1.      Gemeenschapsmerk – Beroepsprocedure – Beroep bij de Unierechter – Bevoegdheid van het Gerecht – Heronderzoek van de feiten tegen de achtergrond van bewijstukken die voor het eerst voor hem zijn overgelegd – Daarvan uitgesloten

(Verordening nr. 207/2009 van de Raad, art. 65)

2.      Gemeenschapsmerk – Beroepsprocedure – Beroep bij de Unierechter – Rechtmatigheid van de beslissing van een kamer van beroep – Inaanmerkingneming van de elementen ontleend aan de nationale regelgeving of rechtspraak, die niet werden aangevoerd voor het Bureau, voor de uitlegging van het nationale recht – Toelaatbaarheid

(Verordening nr. 207/2009 van de Raad, art. 65)

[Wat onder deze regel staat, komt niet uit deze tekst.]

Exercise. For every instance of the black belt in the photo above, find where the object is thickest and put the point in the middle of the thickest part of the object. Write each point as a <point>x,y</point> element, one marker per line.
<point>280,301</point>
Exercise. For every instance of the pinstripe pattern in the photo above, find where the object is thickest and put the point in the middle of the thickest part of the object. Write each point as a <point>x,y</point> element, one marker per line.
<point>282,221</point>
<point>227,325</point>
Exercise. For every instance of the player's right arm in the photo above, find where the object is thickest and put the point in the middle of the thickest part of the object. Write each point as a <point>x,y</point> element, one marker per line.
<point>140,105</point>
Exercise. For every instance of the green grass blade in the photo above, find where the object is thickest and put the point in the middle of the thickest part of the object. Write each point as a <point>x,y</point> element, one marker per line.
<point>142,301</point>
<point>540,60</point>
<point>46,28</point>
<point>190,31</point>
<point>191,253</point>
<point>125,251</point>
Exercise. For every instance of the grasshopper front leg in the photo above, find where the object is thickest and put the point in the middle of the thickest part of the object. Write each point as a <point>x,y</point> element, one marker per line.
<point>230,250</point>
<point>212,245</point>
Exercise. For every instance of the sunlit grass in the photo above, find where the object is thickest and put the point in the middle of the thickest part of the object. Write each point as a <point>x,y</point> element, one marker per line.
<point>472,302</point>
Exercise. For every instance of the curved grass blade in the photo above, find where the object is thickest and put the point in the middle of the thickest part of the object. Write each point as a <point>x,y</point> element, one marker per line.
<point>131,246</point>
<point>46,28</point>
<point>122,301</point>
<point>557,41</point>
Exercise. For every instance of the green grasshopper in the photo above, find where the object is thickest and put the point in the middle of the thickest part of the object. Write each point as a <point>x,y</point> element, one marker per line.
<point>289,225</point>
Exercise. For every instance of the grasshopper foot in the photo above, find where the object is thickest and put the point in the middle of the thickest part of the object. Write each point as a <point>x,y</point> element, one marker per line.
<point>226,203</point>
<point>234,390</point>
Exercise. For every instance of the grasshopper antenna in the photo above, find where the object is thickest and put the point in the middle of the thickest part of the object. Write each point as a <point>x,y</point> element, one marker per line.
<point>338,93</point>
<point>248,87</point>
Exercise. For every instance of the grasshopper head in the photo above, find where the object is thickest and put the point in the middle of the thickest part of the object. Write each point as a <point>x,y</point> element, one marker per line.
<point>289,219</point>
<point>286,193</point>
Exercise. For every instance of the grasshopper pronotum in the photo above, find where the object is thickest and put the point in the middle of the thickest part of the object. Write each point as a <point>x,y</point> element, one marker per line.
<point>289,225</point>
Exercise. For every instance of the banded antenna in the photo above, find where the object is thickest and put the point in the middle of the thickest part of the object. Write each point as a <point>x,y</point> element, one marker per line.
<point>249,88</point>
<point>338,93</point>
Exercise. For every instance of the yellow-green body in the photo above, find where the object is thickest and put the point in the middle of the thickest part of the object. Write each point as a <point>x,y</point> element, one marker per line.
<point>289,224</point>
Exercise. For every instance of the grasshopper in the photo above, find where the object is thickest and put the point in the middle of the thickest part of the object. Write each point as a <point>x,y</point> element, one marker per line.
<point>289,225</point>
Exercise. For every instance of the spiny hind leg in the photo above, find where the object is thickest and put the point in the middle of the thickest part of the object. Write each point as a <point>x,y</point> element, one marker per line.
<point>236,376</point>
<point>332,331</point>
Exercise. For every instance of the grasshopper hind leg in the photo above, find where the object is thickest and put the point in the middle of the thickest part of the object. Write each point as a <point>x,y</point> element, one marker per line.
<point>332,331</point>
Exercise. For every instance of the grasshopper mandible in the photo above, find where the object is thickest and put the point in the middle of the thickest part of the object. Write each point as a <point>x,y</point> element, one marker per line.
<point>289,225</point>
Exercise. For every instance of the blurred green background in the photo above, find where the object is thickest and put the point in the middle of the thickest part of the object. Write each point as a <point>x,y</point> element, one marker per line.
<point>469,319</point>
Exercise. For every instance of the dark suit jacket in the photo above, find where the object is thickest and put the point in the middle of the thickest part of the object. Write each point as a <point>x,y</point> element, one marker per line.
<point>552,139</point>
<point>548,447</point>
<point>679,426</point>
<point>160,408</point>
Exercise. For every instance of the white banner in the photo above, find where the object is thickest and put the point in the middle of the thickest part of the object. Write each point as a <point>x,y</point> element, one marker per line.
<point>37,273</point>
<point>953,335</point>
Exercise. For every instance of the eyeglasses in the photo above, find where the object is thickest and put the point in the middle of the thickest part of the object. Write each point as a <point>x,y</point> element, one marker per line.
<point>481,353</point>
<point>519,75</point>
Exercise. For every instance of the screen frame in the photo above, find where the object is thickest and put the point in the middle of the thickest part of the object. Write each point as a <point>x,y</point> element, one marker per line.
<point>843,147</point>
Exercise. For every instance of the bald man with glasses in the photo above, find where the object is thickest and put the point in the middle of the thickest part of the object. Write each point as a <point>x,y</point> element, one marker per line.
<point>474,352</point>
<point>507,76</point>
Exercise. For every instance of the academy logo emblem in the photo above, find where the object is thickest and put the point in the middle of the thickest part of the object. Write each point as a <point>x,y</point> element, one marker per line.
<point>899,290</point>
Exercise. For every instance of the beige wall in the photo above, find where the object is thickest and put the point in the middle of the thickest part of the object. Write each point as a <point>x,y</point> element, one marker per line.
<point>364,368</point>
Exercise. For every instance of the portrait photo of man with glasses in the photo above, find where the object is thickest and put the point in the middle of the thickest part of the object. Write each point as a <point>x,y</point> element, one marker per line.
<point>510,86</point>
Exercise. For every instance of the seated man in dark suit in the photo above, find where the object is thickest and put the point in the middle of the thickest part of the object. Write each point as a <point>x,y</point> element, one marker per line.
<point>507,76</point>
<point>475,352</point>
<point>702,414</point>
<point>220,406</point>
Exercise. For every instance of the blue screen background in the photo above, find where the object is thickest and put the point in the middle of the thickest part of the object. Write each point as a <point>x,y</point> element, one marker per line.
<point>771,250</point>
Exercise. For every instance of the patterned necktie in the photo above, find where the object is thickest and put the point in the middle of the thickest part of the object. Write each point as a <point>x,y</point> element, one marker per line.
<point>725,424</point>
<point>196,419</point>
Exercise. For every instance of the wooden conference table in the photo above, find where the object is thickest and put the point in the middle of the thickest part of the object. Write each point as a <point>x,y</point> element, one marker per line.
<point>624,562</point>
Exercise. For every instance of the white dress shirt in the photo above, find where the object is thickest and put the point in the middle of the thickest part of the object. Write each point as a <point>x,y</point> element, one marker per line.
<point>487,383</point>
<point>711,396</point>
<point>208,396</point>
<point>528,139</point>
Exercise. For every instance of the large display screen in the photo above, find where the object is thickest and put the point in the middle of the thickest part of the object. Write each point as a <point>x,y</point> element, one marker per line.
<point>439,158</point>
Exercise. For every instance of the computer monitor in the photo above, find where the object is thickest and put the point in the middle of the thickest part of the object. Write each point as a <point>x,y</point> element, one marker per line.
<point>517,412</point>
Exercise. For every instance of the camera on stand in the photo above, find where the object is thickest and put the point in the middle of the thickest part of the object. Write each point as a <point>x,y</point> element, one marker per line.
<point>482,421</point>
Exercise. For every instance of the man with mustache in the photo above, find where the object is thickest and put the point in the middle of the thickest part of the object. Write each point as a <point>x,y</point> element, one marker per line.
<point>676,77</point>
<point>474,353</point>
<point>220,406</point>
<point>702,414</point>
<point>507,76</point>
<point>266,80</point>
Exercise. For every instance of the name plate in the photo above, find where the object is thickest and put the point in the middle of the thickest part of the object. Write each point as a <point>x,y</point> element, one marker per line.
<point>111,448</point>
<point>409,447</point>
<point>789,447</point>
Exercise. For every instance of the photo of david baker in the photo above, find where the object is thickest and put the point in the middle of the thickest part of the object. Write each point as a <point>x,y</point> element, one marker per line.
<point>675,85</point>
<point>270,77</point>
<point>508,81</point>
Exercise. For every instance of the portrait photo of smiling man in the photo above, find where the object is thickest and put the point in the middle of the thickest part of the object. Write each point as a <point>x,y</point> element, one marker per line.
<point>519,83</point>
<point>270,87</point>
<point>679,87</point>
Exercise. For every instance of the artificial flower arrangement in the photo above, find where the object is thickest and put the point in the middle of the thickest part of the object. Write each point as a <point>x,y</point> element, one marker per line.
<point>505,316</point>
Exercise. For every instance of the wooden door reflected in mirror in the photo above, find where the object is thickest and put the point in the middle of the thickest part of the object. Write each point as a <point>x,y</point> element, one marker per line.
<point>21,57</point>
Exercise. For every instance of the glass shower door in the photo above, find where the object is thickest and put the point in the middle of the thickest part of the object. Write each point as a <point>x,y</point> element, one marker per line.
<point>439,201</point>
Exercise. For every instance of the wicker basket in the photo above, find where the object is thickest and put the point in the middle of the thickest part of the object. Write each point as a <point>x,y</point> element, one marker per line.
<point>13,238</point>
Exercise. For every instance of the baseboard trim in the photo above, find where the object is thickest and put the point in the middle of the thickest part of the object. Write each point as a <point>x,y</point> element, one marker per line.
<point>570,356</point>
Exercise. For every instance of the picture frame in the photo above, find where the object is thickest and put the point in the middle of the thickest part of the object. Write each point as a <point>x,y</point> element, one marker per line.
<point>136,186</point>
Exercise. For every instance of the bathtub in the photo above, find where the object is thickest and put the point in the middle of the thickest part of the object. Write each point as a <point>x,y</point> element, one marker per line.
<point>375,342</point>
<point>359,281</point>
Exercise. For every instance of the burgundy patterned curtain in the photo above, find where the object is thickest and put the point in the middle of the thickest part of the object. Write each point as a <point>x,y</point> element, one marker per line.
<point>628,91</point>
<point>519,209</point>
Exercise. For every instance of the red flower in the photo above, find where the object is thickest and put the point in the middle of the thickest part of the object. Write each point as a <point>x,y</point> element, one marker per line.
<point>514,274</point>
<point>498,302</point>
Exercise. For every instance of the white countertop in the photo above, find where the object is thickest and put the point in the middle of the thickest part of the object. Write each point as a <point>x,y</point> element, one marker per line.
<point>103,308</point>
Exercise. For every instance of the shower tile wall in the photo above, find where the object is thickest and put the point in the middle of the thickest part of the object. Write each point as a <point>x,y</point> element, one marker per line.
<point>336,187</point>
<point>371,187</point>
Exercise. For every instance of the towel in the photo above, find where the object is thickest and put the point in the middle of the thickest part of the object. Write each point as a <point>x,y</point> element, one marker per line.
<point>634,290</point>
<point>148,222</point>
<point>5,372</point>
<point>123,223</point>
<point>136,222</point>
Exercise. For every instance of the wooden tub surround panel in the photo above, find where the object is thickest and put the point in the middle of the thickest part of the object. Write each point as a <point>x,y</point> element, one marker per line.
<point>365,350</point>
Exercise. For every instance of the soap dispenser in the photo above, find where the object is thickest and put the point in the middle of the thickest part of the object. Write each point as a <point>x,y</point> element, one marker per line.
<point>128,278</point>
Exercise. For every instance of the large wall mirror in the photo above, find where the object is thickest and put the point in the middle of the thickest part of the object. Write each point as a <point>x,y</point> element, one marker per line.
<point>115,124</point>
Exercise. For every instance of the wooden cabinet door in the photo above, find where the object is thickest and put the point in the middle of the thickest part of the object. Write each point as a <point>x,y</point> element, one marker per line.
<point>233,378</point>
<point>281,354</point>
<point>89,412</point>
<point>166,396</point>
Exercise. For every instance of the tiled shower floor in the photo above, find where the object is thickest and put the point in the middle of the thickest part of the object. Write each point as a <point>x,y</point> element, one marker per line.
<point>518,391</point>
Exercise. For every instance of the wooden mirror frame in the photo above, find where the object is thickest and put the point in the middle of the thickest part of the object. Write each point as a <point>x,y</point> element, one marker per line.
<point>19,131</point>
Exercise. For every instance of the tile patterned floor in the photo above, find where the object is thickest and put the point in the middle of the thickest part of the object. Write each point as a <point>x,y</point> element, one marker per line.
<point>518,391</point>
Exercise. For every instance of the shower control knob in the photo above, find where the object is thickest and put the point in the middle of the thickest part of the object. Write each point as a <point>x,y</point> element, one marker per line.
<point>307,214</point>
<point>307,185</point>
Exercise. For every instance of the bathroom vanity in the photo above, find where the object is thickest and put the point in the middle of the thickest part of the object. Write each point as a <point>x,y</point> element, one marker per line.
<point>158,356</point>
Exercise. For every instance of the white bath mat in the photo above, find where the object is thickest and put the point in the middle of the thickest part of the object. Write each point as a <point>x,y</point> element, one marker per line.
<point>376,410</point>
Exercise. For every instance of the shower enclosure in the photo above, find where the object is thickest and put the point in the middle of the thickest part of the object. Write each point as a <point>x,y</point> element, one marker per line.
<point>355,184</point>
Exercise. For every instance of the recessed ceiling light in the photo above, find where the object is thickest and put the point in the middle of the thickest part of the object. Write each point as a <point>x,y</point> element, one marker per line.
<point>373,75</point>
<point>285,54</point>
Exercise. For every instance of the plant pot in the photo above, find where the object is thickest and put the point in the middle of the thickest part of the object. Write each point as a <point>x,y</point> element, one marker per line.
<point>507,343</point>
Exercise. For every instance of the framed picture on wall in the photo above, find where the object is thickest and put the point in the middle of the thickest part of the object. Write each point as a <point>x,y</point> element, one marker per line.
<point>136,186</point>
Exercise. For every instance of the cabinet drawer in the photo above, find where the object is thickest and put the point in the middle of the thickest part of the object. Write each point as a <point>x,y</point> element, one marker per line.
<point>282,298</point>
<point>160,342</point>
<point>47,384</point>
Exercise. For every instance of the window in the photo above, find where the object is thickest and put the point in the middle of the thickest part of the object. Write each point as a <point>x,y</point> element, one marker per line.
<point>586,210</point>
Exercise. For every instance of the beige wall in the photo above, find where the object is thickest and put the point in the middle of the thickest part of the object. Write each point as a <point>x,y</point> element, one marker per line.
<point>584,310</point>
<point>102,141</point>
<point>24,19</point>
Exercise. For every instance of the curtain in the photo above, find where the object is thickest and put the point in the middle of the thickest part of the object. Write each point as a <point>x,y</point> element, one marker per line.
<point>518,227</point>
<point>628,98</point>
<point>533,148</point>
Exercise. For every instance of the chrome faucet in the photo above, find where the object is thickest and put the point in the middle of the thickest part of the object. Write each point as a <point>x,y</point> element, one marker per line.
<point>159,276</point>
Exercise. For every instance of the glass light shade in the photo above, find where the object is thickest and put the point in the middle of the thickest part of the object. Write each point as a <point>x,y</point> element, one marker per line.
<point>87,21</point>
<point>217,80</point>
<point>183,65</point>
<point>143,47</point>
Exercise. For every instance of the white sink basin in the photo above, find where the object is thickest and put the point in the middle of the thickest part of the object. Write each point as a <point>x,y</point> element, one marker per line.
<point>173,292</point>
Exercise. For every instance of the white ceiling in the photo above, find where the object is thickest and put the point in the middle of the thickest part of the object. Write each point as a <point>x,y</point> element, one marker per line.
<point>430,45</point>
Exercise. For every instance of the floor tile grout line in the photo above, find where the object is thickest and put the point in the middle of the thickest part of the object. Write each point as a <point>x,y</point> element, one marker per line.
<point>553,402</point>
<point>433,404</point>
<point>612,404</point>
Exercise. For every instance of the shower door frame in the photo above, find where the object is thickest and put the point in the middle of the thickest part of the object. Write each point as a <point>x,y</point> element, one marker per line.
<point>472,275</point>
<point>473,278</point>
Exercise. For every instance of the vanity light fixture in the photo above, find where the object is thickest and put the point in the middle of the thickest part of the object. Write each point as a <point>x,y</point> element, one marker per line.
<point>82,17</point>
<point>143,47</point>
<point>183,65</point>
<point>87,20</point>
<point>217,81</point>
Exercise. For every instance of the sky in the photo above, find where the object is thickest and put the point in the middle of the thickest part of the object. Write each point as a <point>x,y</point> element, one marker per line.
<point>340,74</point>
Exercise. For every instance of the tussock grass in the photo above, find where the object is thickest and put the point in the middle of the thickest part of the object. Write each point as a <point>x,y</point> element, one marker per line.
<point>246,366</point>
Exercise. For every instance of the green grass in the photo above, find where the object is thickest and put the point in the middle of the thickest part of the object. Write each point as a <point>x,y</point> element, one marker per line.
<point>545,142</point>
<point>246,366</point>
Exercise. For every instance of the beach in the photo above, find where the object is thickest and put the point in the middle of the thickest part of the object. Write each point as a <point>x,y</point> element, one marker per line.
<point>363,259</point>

3.      Gemeenschapsmerk – Afstand, verval en nietigheid – Relatieve nietigheidsgronden – Bestaan van een ouder recht bedoeld in artikel 8, lid 4, van verordening nr. 207/2009 – Voorwaarden – Uitlegging tegen de achtergrond van het Unierecht – Toetsing aan de criteria die zijn vastgesteld in het nationale recht dat het aangevoerde teken beheerst

(Verordening nr. 207/2009 van de Raad, art. 1, lid 2, 8, lid 4, en 53, lid 1, sub c)

4.      Gemeenschapsmerk – Beroepsprocedure – Beroep bij de Unierechter – Rechtmatigheid van de beslissing van een kamer van beroep – Inaanmerkingneming van een arrest dat dateert van na de bestreden beslissing en een ommekeer in de nationale rechtspraak teweegbrengt, voor de uitlegging van het nationale recht – Toelaatbaarheid

(Verordening nr. 207/2009 van de Raad, art. 65)

5.      Gemeenschapsmerk – Indiening van de aanvraag voor een gemeenschapsmerk – Identificatie van de waren of diensten waarop het merk betrekking heeft – Gebruik van de algemene benamingen van de hoofdklassen van de classificatie van Nice – Draagwijdte

(Verordening nr. 2868/95 van de Commissie, regel 2, lid 4)

6.      Gemeenschapsmerk – Afstand, verval en nietigheid – Relatieve nietigheidsgronden – Bestaan van een ouder recht bedoeld in artikel 8, lid 4, van verordening nr. 207/2009 – Groot onderscheidend vermogen van het oudere recht – Beoordelingscriteria

(Verordening nr. 207/2009 van de Raad, art. 8, leden 4 en 5)

7.      Gemeenschapsmerk – Afstand, verval en nietigheid – Relatieve nietigheidsgronden – Bestaan van een ouder recht bedoeld in artikel 8, lid 4, van verordening nr. 207/2009 – Woordmerk LAGUIOLE – Handelsnaam Forge de Laguiole

(Verordening nr. 207/2009 van de Raad, art. 8, lid 4)

1.      Zie de tekst van de beslissing.

(cf. punt 21)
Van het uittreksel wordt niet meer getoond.